Stanford HAI junior fellow Johannes Eichstaedt built an algorithm that can provide, in principle, a real-time indication of community health.
Linda A. Cicero / Stanford News Service
Social media can reveal more than just a single person’s mood or frame of mind. It can capture the psychological states of an entire population, according to new research by Stanford scholar Johannes Eichstaedt.
Eichstaedt’s results, published April 27 in the Proceedings of the National Academy of Sciences, found that through machine-learning – teaching a computer to identify and analyze patterns in large datasets – researchers can see, in principle, how a society is doing in real-time.
“These methods really show how to do psychological measurement in the 21st century in our digital world,” said Eichstaedt, who is an assistant professor of psychology in the School of Humanities and Sciences and a junior fellow at the Stanford Institute for Human-Centered Artificial Intelligence.
For the past decade, Eichstaedt has tested how to use social media, including Twitter, as a way to measure the well-being of a community. He contends that social media provides the largest data set on behavior, emotions and thoughts in human history.
While the researchers acknowledge in the paper that Twitter is not representative of the U.S. population, it can still provide insight into how people experience their everyday life.
“What we really care about is how well the population is doing in terms of psychological and physical health, rather than merely that the GDP is growing,” said Eichstaedt. “You might not care about measuring subjective well-being in and of itself, but subjective well-being impacts mortality, including heart disease. It also impacts the economic bottom lines. So, it’s quite an important variable to capture for a population.”
From Survey Research to Social Media
To evaluate the different ways to analyze a region’s well-being, Eichstaedt and a team of researchers compared over a billion geo-tagged Tweets from 2009 to 2015 to 1.7 million responses from the Gallup-Sharecare Well-Being Index, an in-depth survey that measures how people experience everyday life.
Researchers have long relied on surveys like Gallup to measure a population’s well-being. While accurate, they can be costly and time-consuming undertakings. Sometimes it takes years to gather enough data for rough community estimates, said Eichstaedt.
But when augmented with data-driven techniques, some of that burden can be alleviated. Eichstaedt found that when an algorithm is trained with both users’ responses to a written well-being survey and a sample of posts from social media from the same respondents, it can then be deployed on a much larger scale to predict how people from an entire region would have responded on a traditional survey based only on their Tweets.
Understanding Words out of Context
Before machine learning methods were used, researchers either picked words or asked raters to annotate words for how “positive” they are. But it can be very tricky to pick words that measure well-being, said Eichstaedt.
For example, the researchers found that internet slang such as “LOL” – the popular acronym for “laugh out loud” – and the words “good” and “love” were frequently used in areas with lower income and education (and, in general, lower well-being). So even though these might seem like positive words, they may not be, Eichstaedt said.
Similarly, Eichstaedt found that words like “homework” and “taxes” might seem negative out of context, but the researchers found that these words were used more by people with higher education and income – a group that other studies have found to typically have higher well-being.
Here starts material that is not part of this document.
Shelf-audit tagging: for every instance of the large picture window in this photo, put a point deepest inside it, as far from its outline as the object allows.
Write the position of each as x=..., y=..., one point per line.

“When picking words to measure well-being, it’s really important to pay attention to cultural differences in language use across the U.S.,” said Eichstaedt.
But machine learning methods can help determine which words are more important than others. When the algorithm compared a person’s social media posts against their survey responses, it learned that words like “LOL” are not reliable indicators of well-being and instead used words such as “fun” and “excited.”
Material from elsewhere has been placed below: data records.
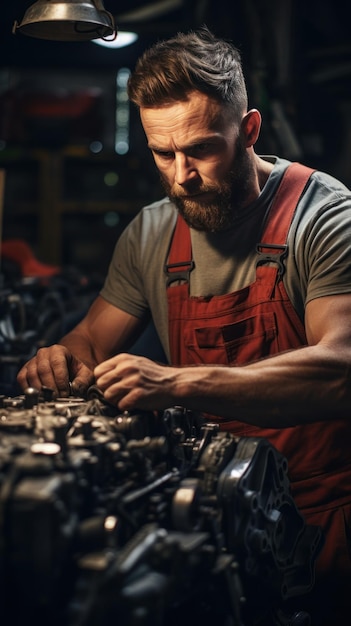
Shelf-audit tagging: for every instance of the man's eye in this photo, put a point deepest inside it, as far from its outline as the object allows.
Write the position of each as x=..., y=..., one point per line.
x=200, y=149
x=164, y=155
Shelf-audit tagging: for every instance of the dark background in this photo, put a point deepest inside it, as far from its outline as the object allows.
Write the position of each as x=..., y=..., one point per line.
x=57, y=98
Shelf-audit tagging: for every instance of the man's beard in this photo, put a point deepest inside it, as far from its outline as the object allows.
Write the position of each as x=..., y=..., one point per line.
x=231, y=195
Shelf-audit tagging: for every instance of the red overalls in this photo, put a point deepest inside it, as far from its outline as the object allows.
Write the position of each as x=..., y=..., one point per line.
x=254, y=322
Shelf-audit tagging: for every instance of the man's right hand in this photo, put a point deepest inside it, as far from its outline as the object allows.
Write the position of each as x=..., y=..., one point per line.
x=56, y=368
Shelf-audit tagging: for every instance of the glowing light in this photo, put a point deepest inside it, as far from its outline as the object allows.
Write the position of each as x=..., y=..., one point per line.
x=124, y=38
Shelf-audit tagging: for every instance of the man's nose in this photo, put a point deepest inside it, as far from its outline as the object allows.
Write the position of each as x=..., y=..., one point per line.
x=185, y=169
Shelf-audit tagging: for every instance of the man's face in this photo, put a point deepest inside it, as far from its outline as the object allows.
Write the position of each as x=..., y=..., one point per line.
x=203, y=163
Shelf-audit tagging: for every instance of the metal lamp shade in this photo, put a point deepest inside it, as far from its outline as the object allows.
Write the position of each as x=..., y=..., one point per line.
x=67, y=20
“Having the computer learn the words may be the best way to find words that measure well-being,” Eichstaedt said. “Differences in language use can be quite complex.”
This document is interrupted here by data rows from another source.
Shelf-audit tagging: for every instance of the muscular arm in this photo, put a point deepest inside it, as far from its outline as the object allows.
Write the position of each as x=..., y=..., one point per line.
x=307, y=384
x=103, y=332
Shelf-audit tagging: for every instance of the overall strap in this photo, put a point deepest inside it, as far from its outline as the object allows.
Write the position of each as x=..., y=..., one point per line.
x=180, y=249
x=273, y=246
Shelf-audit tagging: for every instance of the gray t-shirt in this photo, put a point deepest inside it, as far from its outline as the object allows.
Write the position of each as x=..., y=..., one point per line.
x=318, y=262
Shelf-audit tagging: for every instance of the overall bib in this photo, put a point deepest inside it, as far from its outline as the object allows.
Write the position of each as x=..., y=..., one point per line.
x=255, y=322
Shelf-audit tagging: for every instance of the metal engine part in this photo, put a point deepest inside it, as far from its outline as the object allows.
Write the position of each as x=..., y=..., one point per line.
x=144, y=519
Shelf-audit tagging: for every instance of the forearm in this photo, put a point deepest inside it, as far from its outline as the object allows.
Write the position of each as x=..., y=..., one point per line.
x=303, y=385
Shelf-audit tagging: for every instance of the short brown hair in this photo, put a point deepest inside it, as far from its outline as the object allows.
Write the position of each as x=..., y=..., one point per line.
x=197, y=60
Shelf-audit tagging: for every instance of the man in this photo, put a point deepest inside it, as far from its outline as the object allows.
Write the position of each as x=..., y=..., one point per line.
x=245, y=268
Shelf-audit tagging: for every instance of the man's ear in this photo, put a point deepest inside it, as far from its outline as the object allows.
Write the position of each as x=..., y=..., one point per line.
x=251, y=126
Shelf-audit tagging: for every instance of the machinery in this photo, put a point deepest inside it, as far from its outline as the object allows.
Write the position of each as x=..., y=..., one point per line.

The researchers note that well-being is also associated with other important factors, including overall health. For example, how stressed people are can induce unhealthy behaviors – such as excessive drinking or smoking – that in turn negatively impact their health, he said.
“When people are suffering from depression and anxiety, we need to know so that we can ensure they have the resources they need,” said Eichstaedt, who is currently applying this method to study the impact of the novel coronavirus pandemic on the population of cities across the U.S.
“COVID-19 is a natural disaster that interrupts our social norms and routines at an unprecedented scale,” Eichstaedt said. “With this real-time Twitter-based technology, psychologists can monitor if loneliness and anxiety are taking hold in communities, and how our well-being is impacted by social distancing. There is no other data source that can provide such measurement at population scale and give estimates so quickly. Now more than ever, using robust machine learning methods is very important.”
Co-authors on the paper include Kokil Jaidka who is affiliated with the National University of Singapore, Salvatore Giorgi and Lyle H. Ungar who are affiliated with the University of Pennsylvania, H. Andrew Schwartz of Stony Brook University and Margaret L. Kern from the University of Melbourne. Support for this research was provided by a Nanyang Presidential Postdoctoral Award, Adobe Research Award, Robert Wood Johnson Foundation Pioneer Award and a Templeton Religion Trust Grant.